Now I can easly grep for a word and get it's byte offset:
$ grep -ob incididunt /dev/null input.txt
input.txt:80:incididunt
Sadly, the information about the line contents and the information about th searched word gets lost. I only know the filename and the 80
byte offset. I want to print the whole line that contains that byte offset inside the file.
So ideally that would be to get a script.sh
that with two parameters, a file name and a byte offset, outputs the searched line:
$ ./script.sh input.txt 80
eiusmod tempor incididunt ut labore et dolore magna aliqua. Ut
Another examples:
For the file=input.txt and the byte offset=130 the output should be:
enim ad minim veniam, quis nostrud exercitation ullamco laboris
For the file=input.txt and any byte offset between 195 up until 253 the output should be:
nisi ut aliquip ex ea commodo consequat. Duis aute irure dolor
For the file=input.txt and the byte offset=400 the output should be:
sunt in culpa qui officia deserunt mollit anim id est laborum.
I have tried:
I can print from the byte offset up until the end of the line with gnu sed, however that misses the eiusmod tempor
part. I can't think of any idea how to go "back" in the file, to fetch the part from the newline up until that byte offset.

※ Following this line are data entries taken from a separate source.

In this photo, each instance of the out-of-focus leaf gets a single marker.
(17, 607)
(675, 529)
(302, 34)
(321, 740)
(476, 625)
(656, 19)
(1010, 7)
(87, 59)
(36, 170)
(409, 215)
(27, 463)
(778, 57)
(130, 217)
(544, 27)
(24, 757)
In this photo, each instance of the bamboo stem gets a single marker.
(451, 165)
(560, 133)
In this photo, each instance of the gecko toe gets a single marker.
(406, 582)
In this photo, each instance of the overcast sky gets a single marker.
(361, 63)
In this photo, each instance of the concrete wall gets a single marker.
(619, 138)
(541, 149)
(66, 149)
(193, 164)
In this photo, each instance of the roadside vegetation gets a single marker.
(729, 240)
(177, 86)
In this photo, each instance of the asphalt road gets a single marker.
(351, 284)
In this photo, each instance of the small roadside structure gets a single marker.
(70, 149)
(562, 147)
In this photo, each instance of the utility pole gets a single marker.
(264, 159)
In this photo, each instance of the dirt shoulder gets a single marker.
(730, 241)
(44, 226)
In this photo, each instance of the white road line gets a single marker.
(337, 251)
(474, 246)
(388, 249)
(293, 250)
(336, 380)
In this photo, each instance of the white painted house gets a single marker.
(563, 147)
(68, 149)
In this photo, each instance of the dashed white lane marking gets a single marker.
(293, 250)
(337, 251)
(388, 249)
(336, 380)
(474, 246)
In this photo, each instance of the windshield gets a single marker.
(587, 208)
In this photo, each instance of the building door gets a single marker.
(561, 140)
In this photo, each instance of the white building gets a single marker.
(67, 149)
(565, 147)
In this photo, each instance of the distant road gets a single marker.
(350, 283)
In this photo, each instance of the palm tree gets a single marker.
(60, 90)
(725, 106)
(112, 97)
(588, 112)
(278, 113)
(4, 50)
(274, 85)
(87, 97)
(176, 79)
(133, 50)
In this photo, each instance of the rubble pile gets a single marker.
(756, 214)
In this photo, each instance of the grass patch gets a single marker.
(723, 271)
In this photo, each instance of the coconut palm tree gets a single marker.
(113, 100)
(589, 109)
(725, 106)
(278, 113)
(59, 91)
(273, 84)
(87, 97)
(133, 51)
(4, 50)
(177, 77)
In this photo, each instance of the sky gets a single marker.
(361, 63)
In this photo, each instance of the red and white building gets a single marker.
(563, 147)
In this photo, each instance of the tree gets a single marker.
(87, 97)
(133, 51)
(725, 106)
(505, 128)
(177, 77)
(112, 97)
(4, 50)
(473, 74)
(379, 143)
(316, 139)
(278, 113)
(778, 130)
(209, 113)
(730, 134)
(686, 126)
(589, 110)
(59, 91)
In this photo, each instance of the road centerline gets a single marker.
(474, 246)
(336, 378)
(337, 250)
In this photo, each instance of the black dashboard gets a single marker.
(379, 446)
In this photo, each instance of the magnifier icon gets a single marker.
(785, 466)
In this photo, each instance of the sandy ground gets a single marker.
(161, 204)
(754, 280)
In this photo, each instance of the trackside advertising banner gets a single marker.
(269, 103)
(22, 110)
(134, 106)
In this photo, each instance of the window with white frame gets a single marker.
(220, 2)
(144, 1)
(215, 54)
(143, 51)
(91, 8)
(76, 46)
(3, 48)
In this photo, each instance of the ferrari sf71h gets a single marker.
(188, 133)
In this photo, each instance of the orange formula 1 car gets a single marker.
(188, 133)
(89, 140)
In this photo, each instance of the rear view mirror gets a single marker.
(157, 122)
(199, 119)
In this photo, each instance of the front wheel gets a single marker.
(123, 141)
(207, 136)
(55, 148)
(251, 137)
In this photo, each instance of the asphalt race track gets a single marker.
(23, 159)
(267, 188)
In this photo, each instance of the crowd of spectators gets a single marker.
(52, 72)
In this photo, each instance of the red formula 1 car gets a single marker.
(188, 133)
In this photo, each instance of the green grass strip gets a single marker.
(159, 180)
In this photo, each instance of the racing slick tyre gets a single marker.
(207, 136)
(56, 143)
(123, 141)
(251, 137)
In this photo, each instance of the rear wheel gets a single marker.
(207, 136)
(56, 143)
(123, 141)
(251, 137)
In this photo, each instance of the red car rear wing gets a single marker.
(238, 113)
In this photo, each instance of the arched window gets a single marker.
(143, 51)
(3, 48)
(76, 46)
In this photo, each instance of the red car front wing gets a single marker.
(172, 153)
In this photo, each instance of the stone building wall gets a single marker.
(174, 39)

$ sed -z 's/.\{80\}\([^\n]*\).*/\1\n/' input.txt
incididunt ut labore et dolore magna aliqua. Ut
I can read character by character, remember last newline, and print from the last newline up until the next. That will not work with shells read
, as it omits newlines. I think I can get it to work with using dd
, but there's surely must be a simpler solution.
set -- inpux.txt 80
exec 10<"$1"
pos=0
lastnewlinepos=0
for ((i=0;i<"$2";++i)); do
IFS= read -r -u 10 -N 1 c
pos=$((pos+1))
# this will not work..., read omits newlines
if [ "$c" = $'\n' ]; then
lastnewlinepost="$pos"
fi
done
# as I know the last newline before the offset, it's ok to use this now
sed -z 's/.\{'"$lastnewlinepos"'\}\([^\n]*\).*/\1\n/' "$1"
How to print the whole line that "contains" the byte offset inside a file using bash and *nix specific tools?